Si tratta del primo vero stop all’incursione turca nel settimo giorno dell’operazione militare “Fonte di pace”. Anche Kobane sembra ormai fuori portata, con i soldati di Assad scortati dai russi pronti a occupare anche lì il posto lasciato vacante dagli statunitensi.

Entro 24 ore arriverà poi in Turchia il vicepresidente americano Mike Pence, inviato da Donald Trump dopo le sanzioni per chiedere a Erdogan un cessate il fuoco. Il presidente turco, tuttavia, non sembra cedere e ha dichiarato che presto metterà “in sicurezza” l’intero confine turco-siriano “da Manbij al confine con l’Iraq”, ribadendo che il suo obiettivo è conquistare più terreno possibile per mettere al sicuro le frontiere e rimandare a casa i rifugiati. “Un milione in una prima fase, due milioni in una seconda tappa” ha spiegato il Sultano.

Oggi anche Gran Bretagna e Spagna si sono aggiunte alla lista di Paesi europei – dopo Italia, Germania, Francia, Olanda e Paesi scandinavi – che hanno sospeso la concessione di nuove licenze ad Ankara per forniture di equipaggiamenti militari. Bisogna precisare però che il capitale italiano produce armi anche direttamente in territorio turco, il che ridimensiona le misure annunciate da Di Maio.

Intanto al centro dell’operazione turca gli scontri proseguono in modo drammatico. Raid d’artiglieria hanno attaccato per diverse ore Tal Abyad e l’offensiva prosegue anche a Ras al-Ayn.

I combattenti curdi intanto continuano a difendere i villaggi e le prigioni dove si trovano molti miliziani dell’ISIS, i loro familiari e i cittadini stranieri sospettati di far parte a vario titolo dell’organizzazione jihadista, per un totale di circa 11.000 prigionieri. Tre giorni fa tuttavia, in seguito ai bombardamenti turchi, sono fuggiti da una delle prigioni 700 familiari di miliziani.

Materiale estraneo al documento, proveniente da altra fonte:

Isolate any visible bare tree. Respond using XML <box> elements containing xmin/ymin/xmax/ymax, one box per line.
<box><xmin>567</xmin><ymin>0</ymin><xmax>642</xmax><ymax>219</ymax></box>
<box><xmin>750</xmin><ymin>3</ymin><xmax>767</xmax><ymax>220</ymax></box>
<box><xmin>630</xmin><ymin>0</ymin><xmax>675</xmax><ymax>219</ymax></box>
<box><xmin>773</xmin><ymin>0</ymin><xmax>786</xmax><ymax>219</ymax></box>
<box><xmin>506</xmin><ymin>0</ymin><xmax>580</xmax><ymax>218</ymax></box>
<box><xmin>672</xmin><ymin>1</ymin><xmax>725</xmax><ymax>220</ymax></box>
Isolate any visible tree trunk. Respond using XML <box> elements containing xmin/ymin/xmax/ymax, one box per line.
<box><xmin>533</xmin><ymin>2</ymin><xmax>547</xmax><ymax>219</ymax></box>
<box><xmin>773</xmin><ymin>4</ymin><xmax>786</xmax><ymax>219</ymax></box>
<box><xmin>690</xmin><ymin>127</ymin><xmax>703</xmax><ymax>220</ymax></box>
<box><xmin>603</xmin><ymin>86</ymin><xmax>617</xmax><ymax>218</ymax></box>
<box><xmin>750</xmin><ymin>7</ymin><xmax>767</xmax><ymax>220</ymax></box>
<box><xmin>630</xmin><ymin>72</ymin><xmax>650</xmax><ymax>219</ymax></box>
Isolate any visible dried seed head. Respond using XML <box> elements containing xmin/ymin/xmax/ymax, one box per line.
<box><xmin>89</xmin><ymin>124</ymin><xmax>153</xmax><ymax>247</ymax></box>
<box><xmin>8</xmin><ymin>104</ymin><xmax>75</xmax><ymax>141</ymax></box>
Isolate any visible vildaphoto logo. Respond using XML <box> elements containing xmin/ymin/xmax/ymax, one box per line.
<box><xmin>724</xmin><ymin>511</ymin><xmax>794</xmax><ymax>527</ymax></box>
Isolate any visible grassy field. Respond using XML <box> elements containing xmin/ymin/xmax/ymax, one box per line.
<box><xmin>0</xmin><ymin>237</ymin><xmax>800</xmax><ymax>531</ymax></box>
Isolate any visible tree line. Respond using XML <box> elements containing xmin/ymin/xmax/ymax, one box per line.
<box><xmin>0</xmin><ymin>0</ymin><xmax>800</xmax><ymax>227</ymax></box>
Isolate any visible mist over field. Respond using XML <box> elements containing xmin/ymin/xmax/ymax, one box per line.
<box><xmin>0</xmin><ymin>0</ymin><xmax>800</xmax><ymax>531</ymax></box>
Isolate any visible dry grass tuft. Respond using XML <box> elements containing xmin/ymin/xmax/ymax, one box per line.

Erdogan e il giornale filogovernativo Sabah accusano i miliziani curdi siriani dell’YPG, definiti terroristi e di fatto messi sullo stesso piano dell’ISIS, di attaccare il confine raffiche di mortai verso le zone di confine; secondo tali fonti ieri sarebbero morti altri due civili nella provincia di Mardin, portando a 20 il totale delle vittime in Turchia. Sul fronte curdo i morti tra la popolazione sono invece almeno 90, tra cui 21 minori secondo l’ultimo bollettino dell’Ondus (Osservatorio Siriano per i Diritti Umani), 158 combattenti curdi e 121 filo-turchi. Secondo fonti turche sono oltre 600 i combattenti nemici uccisi.

La presa di posizione della Russia certamente potrebbe aprire nuovi scenari nella geopolitica non soltanto mediorientale ma anche mondiale. Difficile lanciarsi in analisi e previsioni accurate di una situazione ancora in pieno divenire. Certo è che l’intervento della Russia non giunge del tutto inatteso, visto il legame col regime di Assad, sostenuto politicamente e militarmente durante a guerra civile siriana del 2011. Assad da parte sua non è per i curdi che il male minore (tale i combattenti curdi lo considerano) se è vero, come si vocifera, che l’accordo porterà, tra l’altro, allo smantellamento dell’YPG (Unità di Protezione Popolare), direttamente affiliata al PKK secondo l’organismo inglese The Henry Jackson Society, e al suo assorbimento nell’SDF (Syrian Democratic Forces). Assad potrà così riprendere il controllo dei territori ad est della Siria, strategici per la presenza sia di giacimenti petroliferi che di importanti vie di comunicazione. Putin, insomma, ha potuto consolidare ulteriormente il controllo sull’area prima grazie al patto tra il Rojava e Assad, poi col suo diretto intervento.

Resta invece l’incognita di quali saranno esattamente le ricadute del patto con Assad e dell’intervento russo sulle sorti del popolo curdo.